【原文】
人各おの長ずる所有り、短なる所有り。人を用うるには宜しく長を取りて短を舎つるべし。自ら処するには当に長を忘れて以て短を勉むべし。
【訳文】
人には各々長所もあれば短所もある。人を使う場合には、その人の長所を取って用い、短所を見ないようにするがよい。しかし、世に処していく際には、自分の長所を忘れて、短所を補うように努力すべきである。
【所感】
人にはそれぞれに長所と短所がある。人を使う際にはその人の長所を活用し、短所は用いないようにすべきである。自らが事に当たる場合は、自分の長所を忘れて、短所を改善するように励むべきである、と一斎先生は言います。
人材活用の基本事項です。
人には必ず長所と短所があります。
それを合算してしまうと、仮に長所が大きくても短所で相殺されて長所が活かされません。
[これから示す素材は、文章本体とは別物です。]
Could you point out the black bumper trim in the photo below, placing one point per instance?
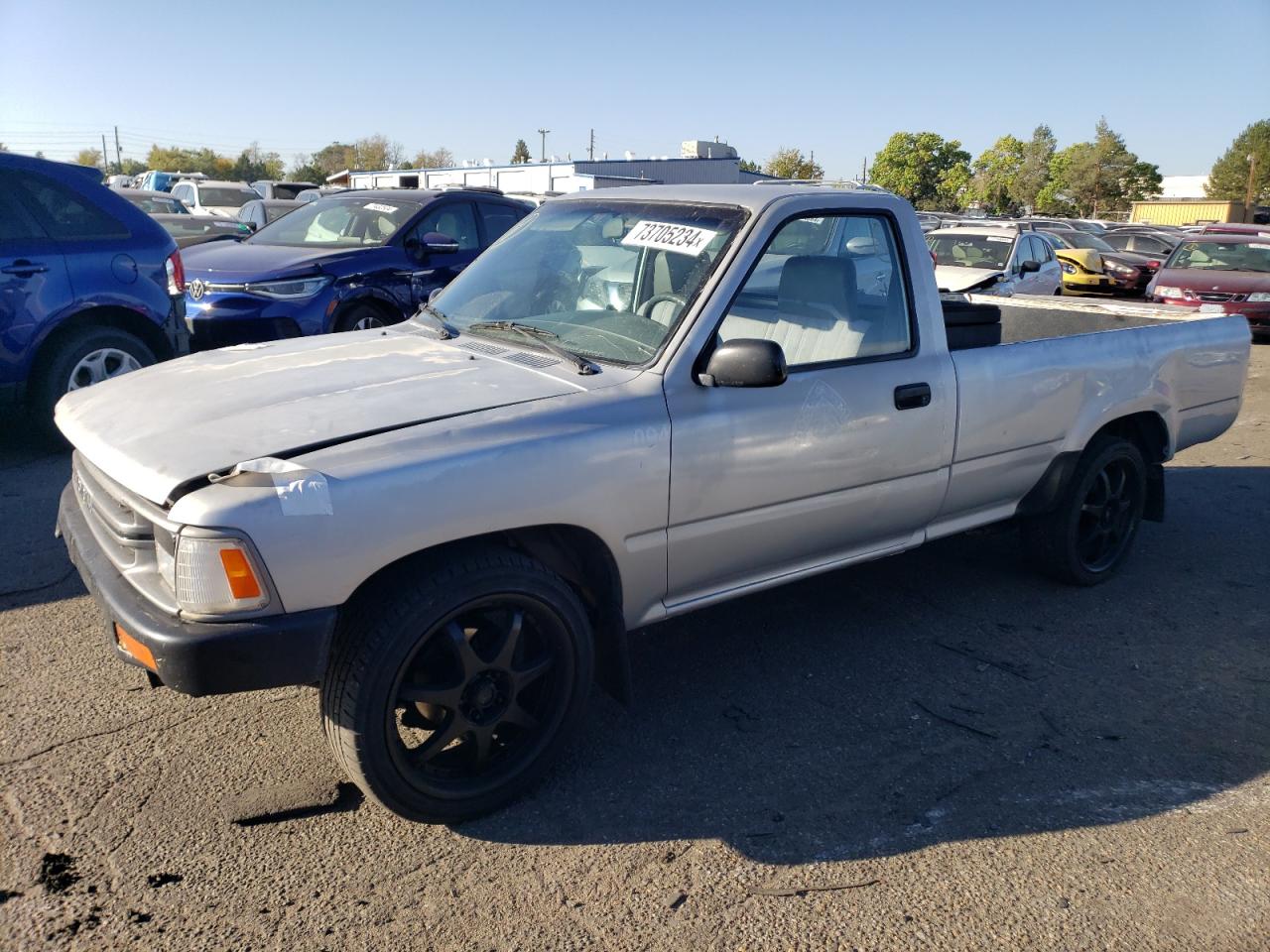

長所だけに着目し、短所を捨てて仕事に当たってもらえば、それなりに成果が上がるはずです。
さて自分自身についてはどうかといえば、短所の改善に挑むべきだとしています。
ところで人には、技能面(外面)と性格面(内面)でそれぞれ長所と短所を有しているものです。
森信三先生が『修身教授録』の中で指摘しているように、知識や技能面での長所と短所は、たとえば文科系の人は運動が苦手であり、運動が得意な人は読書が苦手といったように、その方向がまったく逆向きであることがほとんどです。
ところが精神面になりますと、長所がそのまま短所になったり、短所が長所になるなど、その関係は表裏一体です。
本章で一斎先生が指摘している自己の短所とはこの精神面(内面)の短所を指しているとみて良いでしょう。
精神面の短所は、しっかり自己反省をして精進すれば、そのまま長所に変えることが比較的容易だからです。
春風を以て人に接し、秋霜を以て自ら粛(つつし)む。
という名言(第279日既出)を具体的な行動で解説した章だとみることができます。